Andre Maciel
Executive Vice President and Global Chief Financial Officer at Kraft Heinz
Sure. Thanks for the question. On private label, a few things. First of all, as we have been continuously reiterating our exposure to private label have reduced significantly after the diversion mid last year. So now the average market share in our portfolio is about 11%, wherein across food and beverage is 20%. So that were not impacted. Second, during the past three years, as part of our transformation, we have been redirecting a lot of our effort and energy around the core. So resources have moved there. We have been renovating the core in a very systematic way, so our portfolio is stronger. Third, the private label have been increasing the price together with the rest of the players. So as recent as the last four weeks, including already three weeks of October looking at sellout data, our sellout price is about 17% up, whereas private label is 16% up. So price gaps are widely preserved. You might have seen as well in one of the guidance that we provided that comparing Q2 to Q3 the price gap with private label remains the same. So we do not see any category where our price gap expanded versus private label except to catch up [Indecipherable] which honestly the interaction is limited, and we gained share in both of these categories. So yes, I think we feel good about that.

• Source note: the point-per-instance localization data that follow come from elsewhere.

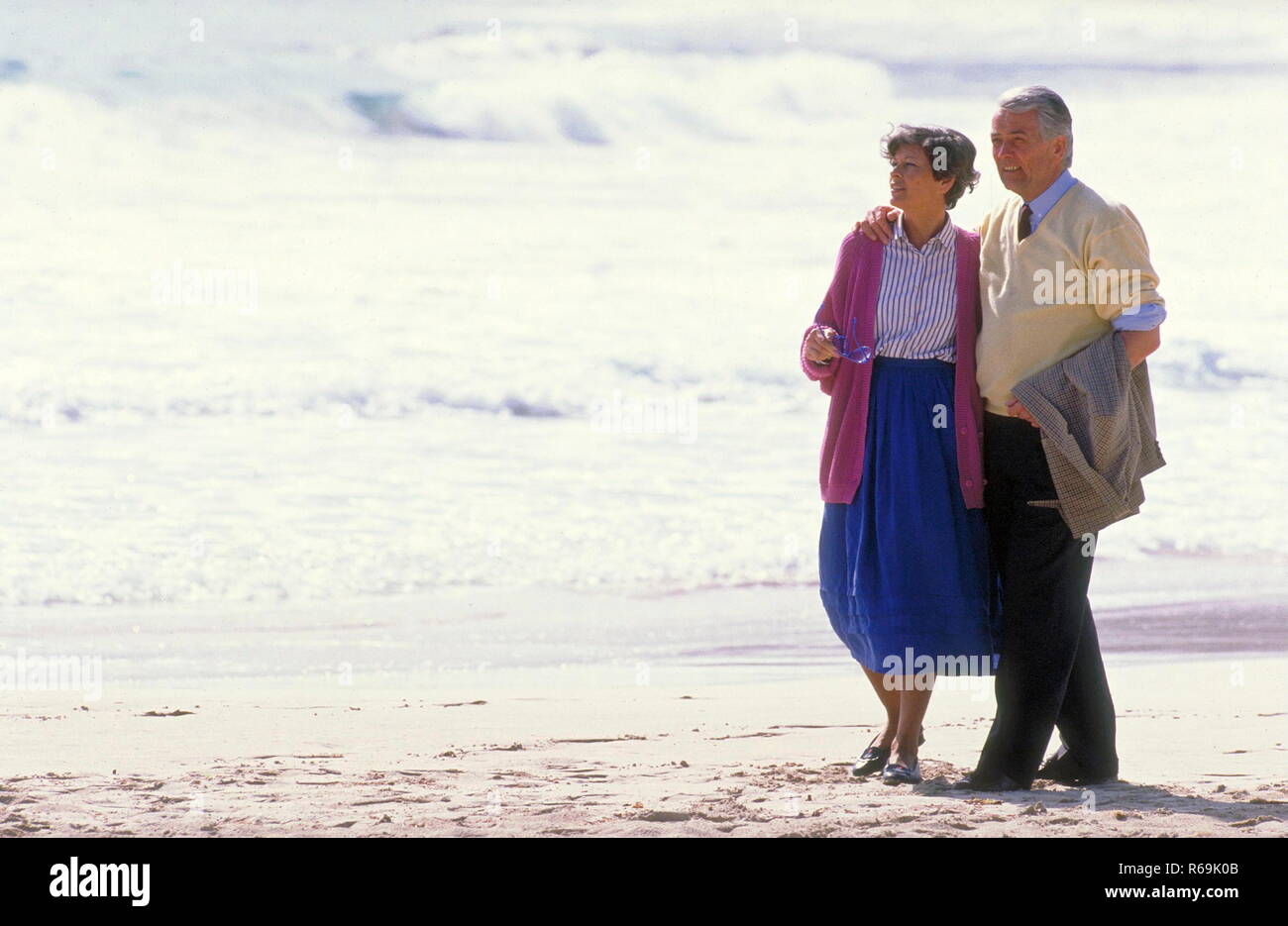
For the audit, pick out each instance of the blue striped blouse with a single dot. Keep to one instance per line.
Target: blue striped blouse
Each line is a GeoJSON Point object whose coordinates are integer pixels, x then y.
{"type": "Point", "coordinates": [917, 301]}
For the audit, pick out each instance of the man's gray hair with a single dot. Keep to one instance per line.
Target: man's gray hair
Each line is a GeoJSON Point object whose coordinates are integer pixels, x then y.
{"type": "Point", "coordinates": [1054, 117]}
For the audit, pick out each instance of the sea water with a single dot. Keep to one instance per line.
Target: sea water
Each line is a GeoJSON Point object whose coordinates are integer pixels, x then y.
{"type": "Point", "coordinates": [334, 300]}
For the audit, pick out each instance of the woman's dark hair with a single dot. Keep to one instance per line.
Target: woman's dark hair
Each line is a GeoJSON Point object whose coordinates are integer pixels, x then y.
{"type": "Point", "coordinates": [948, 151]}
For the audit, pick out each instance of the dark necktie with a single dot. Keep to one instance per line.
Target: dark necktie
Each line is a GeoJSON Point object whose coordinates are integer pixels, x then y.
{"type": "Point", "coordinates": [1025, 230]}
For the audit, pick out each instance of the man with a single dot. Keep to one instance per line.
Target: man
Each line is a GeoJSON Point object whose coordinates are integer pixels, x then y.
{"type": "Point", "coordinates": [1044, 257]}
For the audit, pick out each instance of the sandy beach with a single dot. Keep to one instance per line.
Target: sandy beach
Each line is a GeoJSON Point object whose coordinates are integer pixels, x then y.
{"type": "Point", "coordinates": [681, 745]}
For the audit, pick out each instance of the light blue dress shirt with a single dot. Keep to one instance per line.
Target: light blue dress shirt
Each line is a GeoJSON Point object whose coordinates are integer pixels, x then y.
{"type": "Point", "coordinates": [1150, 314]}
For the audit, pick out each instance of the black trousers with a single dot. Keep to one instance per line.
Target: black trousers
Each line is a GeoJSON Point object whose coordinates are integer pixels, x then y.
{"type": "Point", "coordinates": [1050, 675]}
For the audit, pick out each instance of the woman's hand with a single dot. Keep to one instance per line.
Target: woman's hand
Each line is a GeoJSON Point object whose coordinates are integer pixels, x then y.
{"type": "Point", "coordinates": [818, 346]}
{"type": "Point", "coordinates": [879, 223]}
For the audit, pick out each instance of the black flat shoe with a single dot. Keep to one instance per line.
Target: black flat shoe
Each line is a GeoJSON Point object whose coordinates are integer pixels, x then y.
{"type": "Point", "coordinates": [874, 759]}
{"type": "Point", "coordinates": [901, 774]}
{"type": "Point", "coordinates": [982, 783]}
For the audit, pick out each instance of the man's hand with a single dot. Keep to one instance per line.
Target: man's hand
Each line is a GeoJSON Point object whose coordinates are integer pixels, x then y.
{"type": "Point", "coordinates": [818, 346]}
{"type": "Point", "coordinates": [1140, 344]}
{"type": "Point", "coordinates": [877, 223]}
{"type": "Point", "coordinates": [1018, 411]}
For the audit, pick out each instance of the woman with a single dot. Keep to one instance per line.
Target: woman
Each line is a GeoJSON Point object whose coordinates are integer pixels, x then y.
{"type": "Point", "coordinates": [903, 550]}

We don't want to be even over optimistic that depending on how consumers eventually shift behavior in a very drastic way, things can change, but there is no indication of that as of right now. And honestly, I mean, despite all the environment, food is proving to be very resilient. The brands are being very resilient. And with [Indecipherable] that we use right now when I was here back in 2008, 2011, we only had to accelerate a shift in behavior, but unemployment starts to go up, which is far from the reality today.